Un gruppo internazionale di astronomi guidato da Cécile Favre dell’Istituto nazionale di astrofisica (Inaf) ha individuato per la prima volta, grazie alle osservazioni di Alma (Atacama Large Millimeter Array), la presenza di acido formico – formula chimica: HCOOH – nel disco protoplanetario che circonda una stella simile al Sole: Tw Hydrae, a 190 anni luce da noi. L’acido formico, il cui nome deriva dalla sua abbondante presenza nelle formiche terrestri, è l’acido più semplice esistente.
«L’acido formico contiene un gruppo carbossilico (-COOH), che costituisce la base per la sintesi di carbossilici più complessi e aminoacidi, che possono essere considerati i “mattoni della vita“ sulla Terra», spiega Favre, prima autrice dell’articolo che descrive la scoperta, pubblicato oggi sulla rivista The Astrophysical Journal Letters. Più precisamente, questa specie chimica è coinvolta nel processo chimico che porta alla formazione della glicina, il più semplice aminoacido, e la base di molte proteine.
La formazione dei pianeti e l’origine della vita sono tra le domande più intriganti che gli uomini si pongono.
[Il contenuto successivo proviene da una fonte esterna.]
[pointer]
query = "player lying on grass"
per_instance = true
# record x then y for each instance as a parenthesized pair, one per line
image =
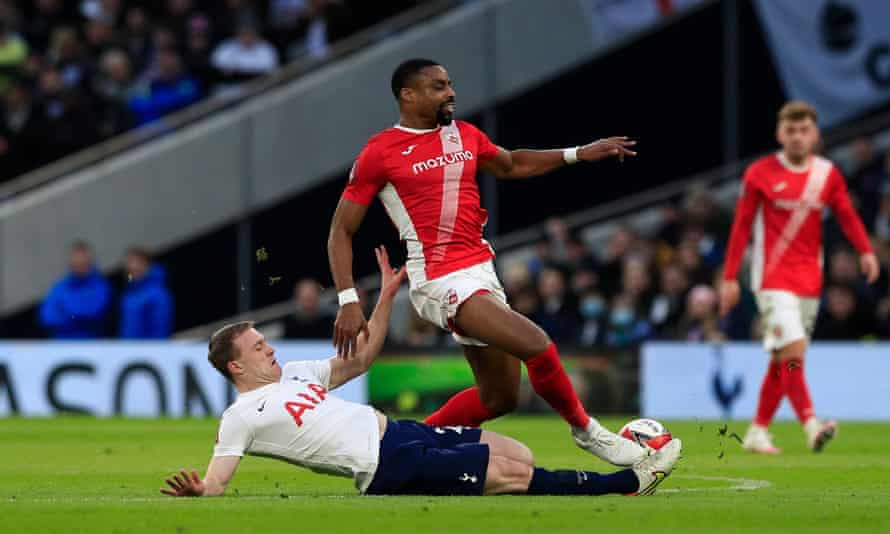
(288, 413)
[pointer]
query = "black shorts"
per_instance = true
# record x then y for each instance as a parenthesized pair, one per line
(418, 459)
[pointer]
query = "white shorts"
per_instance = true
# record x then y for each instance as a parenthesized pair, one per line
(437, 301)
(786, 317)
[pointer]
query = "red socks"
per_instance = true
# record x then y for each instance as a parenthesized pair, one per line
(771, 393)
(548, 379)
(551, 382)
(463, 409)
(795, 386)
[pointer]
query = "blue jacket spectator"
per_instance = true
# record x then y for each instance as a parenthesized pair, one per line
(77, 305)
(170, 90)
(146, 303)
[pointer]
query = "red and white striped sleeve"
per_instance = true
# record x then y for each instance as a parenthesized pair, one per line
(746, 209)
(850, 222)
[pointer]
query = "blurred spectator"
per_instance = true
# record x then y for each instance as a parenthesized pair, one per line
(198, 48)
(865, 176)
(243, 57)
(637, 283)
(625, 329)
(137, 38)
(841, 317)
(882, 220)
(146, 303)
(100, 37)
(77, 305)
(13, 51)
(543, 257)
(46, 15)
(108, 10)
(557, 313)
(699, 322)
(611, 272)
(689, 257)
(21, 131)
(70, 122)
(172, 90)
(113, 87)
(578, 256)
(670, 302)
(843, 269)
(309, 320)
(67, 57)
(594, 314)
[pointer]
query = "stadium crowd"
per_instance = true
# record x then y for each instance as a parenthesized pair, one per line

Al momento, si ritiene che la fase cruciale della formazione planetaria avvenga all’interno dei cosiddetti dischi protoplanetari, in analogia a quanto sarebbe accaduto per il nostro Sistema solare. Di fatto, la composizione chimica di questi dischi influisce sulle proprietà dei pianeti in formazione, sulle loro atmosfere primitive e sulla composizione di comete ed asteroidi. E proprio il bombardamento sulla Terra primitiva di comete e gli asteroidi, potrebbe aver reso possibile l’insorgere della vita sul nostro pianeta, poiché questi corpi celesti erano ricchi di molecole prebiotiche probabilmente già presenti nel disco protoplanetario del Sole.
La scoperta di tracce di acido formico attorno alla stella di tipo solare TW Hydrae dimostra che un ingrediente cruciale per tutti gli organismi viventi sulla Terra si trova in un disco protoplanetario analogo alla nebulosa da cui si è formato il Sistema solare. «In altre parole, studiando oggetti simili al progenitore del Sistema solare, possiamo dedurre importanti informazioni su quando è avvenuto lo sbocciare delle specie prebiotiche», conclude Claudio Codella, co-autore dello studio e collega di Favre presso l’Inaf di Arcetri.